Pedro volvió a llorar, asegurando que él no podía hablar, que era padre de cuatro hijas. “Pedro: ¿usted teme por su vida?”. Los ojos se le nublaron y guardó silencio. “Si le digo un nombre, ¿usted me dice si es la persona a la que teme?”. Asintió con la cabeza. “Javier Luna”. Flores Narváez asintió de nuevo y se echó a llorar profundamente. Luna era comandante de la policía judicial cuando Solalinde fue arrestado. En una segunda carta pública, el sacerdote lo acusa directamente de “encabezar” el grupo de secuestradores que raptaron y extorsionaron a las migrantes guatemaltecas.

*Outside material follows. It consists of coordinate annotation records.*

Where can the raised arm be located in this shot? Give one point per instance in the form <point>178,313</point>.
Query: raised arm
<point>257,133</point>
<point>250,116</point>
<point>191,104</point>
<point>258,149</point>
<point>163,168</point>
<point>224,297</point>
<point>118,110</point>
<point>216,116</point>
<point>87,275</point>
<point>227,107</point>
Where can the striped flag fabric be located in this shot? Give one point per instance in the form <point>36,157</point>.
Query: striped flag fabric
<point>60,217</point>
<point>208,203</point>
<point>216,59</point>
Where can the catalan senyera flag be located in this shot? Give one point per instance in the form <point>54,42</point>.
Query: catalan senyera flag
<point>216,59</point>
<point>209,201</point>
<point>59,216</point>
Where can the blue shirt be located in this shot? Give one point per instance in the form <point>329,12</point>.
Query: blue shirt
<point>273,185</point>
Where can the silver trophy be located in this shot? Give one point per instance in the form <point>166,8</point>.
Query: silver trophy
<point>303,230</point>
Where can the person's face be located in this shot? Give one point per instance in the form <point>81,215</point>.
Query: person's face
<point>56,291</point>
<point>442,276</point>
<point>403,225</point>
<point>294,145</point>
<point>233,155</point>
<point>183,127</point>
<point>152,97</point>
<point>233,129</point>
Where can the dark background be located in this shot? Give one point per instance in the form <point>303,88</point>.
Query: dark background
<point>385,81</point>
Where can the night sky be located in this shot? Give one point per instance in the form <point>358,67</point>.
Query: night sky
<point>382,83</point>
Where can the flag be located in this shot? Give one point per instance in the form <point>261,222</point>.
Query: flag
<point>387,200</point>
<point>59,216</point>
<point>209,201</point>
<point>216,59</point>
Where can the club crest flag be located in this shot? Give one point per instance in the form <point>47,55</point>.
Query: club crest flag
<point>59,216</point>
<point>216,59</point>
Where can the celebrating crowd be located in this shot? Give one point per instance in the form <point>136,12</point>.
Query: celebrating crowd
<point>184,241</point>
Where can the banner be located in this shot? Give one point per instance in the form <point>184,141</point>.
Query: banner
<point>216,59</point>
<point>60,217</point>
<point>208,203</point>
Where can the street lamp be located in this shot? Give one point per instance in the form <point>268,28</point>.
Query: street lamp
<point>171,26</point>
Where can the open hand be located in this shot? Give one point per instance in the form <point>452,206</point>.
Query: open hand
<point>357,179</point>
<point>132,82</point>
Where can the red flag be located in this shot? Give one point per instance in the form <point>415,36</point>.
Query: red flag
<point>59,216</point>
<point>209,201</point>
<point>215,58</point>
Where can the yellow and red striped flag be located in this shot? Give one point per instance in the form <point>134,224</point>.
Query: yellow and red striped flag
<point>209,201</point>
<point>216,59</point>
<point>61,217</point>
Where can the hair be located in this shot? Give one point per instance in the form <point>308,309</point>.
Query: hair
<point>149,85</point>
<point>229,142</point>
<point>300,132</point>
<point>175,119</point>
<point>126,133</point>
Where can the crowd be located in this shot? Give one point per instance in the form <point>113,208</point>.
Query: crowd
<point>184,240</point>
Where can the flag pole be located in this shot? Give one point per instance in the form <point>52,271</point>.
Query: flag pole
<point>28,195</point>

Lo irónico del caso es que era el cuerpo dirigido por Luna el responsable de investigar la actuación de los policías municipales. Responsabilidad que, según la Comisión de Derechos Humanos, no fue acatada. Luna ya no está destacado en la zona. Algunos periodistas aseguran que comenzó a trabajar como parte del equipo de seguridad de Saulo Chávez, diputado estatal por el PRI (el partido que durante 71 años gobernó México), pero éste lo niega: “Somos amigos, y a veces jugamos futbol, pero no trabajó para mi”. Ninguna de las fuentes consultadas supo ubicar el paradero actual del comandante Luna.
LA DESIDIA
Solalinde se ha dedicado a contar todas estas historias a quienes han querido oírle, pero sobre todo a quienes no han querido. El cura tiene una amplia producción epistolar:
En una carta a José Luis Santiago Vasconcelos, subprocurador de justicia del país: “Apenas pasaron 76 días del último secuestro de 12 guatemaltecos… cuando el pasado 28 de marzo se dio ¡el séptimo secuestro! ¿Cómo es posible, señor licenciado, que nadie tenga piedad de estos muchachos? Yo no sé con qué palabras decirle todo lo que ellos sufren, y nosotros con ellos… Cuando he acudido a las autoridades correspondientes, sin saltarme jerarquías, lo único que he encontrado es indiferencia, silencio. Yo tengo claro que estoy arriesgando mi vida y tal vez la de otros, pero tenemos que romper esta dinámica de indiferencia y temor”.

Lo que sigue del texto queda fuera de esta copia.